Por lo demás, hay un error conceptual en la identificación de Milei con la presidenta de Italia, Georgia Meloni, o con el presidente de Estados Unidos, Donald Trump. Ambos defienden una identidad, que tienen de sobra consolidada, mientras el nuestro intenta una concepción colonial que implique la ruptura de toda tradición nacional y se someta a la dependencia absoluta. Todos recordamos las célebres “relaciones carnales” ensalzadas por el ministro menemista, Guido Di Tella. En eso estamos, con intenciones de ir aún más lejos en la entrega del país.

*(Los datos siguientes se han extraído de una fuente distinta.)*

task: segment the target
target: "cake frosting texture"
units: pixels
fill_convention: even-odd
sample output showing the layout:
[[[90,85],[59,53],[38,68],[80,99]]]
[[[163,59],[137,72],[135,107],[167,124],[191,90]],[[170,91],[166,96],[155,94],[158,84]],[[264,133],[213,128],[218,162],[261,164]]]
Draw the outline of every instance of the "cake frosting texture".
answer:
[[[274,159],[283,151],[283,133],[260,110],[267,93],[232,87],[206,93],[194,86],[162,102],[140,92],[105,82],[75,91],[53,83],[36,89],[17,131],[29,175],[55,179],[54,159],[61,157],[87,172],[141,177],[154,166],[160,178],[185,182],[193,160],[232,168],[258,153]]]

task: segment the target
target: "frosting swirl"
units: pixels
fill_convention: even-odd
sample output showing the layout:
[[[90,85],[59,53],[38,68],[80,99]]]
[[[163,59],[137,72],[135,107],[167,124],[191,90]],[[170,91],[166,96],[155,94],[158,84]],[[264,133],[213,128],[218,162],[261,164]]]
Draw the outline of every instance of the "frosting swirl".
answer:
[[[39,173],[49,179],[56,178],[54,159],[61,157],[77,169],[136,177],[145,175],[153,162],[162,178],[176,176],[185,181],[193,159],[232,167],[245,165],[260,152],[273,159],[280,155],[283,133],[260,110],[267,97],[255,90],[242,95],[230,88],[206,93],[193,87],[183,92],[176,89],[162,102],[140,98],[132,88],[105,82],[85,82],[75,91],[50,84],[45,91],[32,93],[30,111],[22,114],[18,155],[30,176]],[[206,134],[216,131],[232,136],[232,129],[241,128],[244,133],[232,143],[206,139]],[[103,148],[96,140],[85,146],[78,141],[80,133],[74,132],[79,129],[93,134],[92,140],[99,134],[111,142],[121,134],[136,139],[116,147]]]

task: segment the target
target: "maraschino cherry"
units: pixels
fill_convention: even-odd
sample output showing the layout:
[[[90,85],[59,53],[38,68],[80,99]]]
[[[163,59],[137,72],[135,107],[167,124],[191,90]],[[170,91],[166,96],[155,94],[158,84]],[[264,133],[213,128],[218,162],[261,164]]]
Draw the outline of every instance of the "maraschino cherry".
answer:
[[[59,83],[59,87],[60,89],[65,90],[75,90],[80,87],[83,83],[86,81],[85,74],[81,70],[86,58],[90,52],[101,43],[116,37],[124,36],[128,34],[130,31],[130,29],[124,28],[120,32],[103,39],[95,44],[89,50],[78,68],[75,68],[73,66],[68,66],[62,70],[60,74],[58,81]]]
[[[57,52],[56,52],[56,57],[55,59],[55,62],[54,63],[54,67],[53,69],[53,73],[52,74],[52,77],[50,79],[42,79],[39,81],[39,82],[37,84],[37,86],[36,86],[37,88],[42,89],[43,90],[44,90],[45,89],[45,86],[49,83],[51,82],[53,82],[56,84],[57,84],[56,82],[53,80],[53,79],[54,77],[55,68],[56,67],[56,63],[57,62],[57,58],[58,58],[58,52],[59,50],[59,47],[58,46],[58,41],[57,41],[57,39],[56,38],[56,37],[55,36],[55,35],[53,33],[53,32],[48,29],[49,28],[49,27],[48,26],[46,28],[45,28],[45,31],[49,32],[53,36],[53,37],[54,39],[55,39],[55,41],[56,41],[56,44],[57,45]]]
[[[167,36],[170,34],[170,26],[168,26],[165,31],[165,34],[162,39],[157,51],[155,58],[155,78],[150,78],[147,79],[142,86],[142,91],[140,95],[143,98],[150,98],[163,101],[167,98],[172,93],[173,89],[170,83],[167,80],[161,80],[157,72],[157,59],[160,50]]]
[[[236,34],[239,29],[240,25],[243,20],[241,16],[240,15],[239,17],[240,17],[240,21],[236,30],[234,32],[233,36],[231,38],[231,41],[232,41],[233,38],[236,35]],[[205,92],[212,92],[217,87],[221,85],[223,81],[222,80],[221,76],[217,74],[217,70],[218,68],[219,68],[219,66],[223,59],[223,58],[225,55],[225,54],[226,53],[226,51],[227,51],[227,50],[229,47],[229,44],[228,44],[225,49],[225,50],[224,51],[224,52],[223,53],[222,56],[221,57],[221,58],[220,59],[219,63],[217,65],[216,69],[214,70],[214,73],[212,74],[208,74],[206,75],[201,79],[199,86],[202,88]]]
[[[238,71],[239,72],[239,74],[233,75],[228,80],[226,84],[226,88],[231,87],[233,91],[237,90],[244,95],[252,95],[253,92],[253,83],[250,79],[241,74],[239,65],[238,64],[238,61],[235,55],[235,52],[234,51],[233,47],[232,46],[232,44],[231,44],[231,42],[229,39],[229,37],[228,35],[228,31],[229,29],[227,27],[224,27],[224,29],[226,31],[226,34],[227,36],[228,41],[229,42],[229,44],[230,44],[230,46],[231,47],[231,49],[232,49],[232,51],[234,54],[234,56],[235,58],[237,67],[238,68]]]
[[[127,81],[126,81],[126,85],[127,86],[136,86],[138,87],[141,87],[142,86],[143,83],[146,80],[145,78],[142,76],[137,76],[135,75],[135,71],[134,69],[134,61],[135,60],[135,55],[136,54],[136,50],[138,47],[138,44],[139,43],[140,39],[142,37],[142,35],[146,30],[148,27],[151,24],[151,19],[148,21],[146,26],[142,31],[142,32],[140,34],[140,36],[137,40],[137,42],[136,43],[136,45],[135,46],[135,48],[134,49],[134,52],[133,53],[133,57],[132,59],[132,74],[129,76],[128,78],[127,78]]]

Hay dos juegos de palabras que marcan profundamente nuestro devenir: uno es aquella “zoncera” que definía Arturo Jauretche, expresada por Domingo Faustino Sarmiento -extraordinario escritor- en el título de su ensayo de interpretación Facundo o Civilización y Barbarie en las pampas argentinas. La civilización consistía en imitar lo extranjero, ya fuese lo europeo como lo estadounidense, y la barbarie, en cambio, era ser nosotros. Pocas veces llegamos a ser nosotros, y muchas –la mayoría- lograron imponerse los desesperados por copiar el modelo foráneo, los ciudadanos del mundo, los imitadores, aquellos que nunca echaron raíces.
Y el otro es “Patria o colonia”, siendo patria, eso que Donald Trump y Georgia Meloni reivindican frente al mundo y que Milei niega como si nunca hubiera existido, eligiendo como ejemplo a un multimillonario de ideas excéntricas y profundamente retrógradas. Como si las riquezas fueran más fuertes y dignas de admiración que las culturas. Mucho me temo que en este mundo que se opone a la globalización, a las social democracias y al social cristianismo, a las conquistas laborales, a la inmigración, a los derechos de las minorías, al espíritu crítico de intelectuales y científicos, un mundo en el que el Ministro de Salud de Donald Trump, hijo de Robert Kennedy, se manifiesta claramente anti vacunas, este mundo gobernado por redes sociales de consignas fáciles y ausencia de verdad -verdad que ya no es un valor apreciado- termine siendo así y el poder económico triunfe por sobre la educación y la cultura, todo en nombre de la libertad de Occidente y su civilización.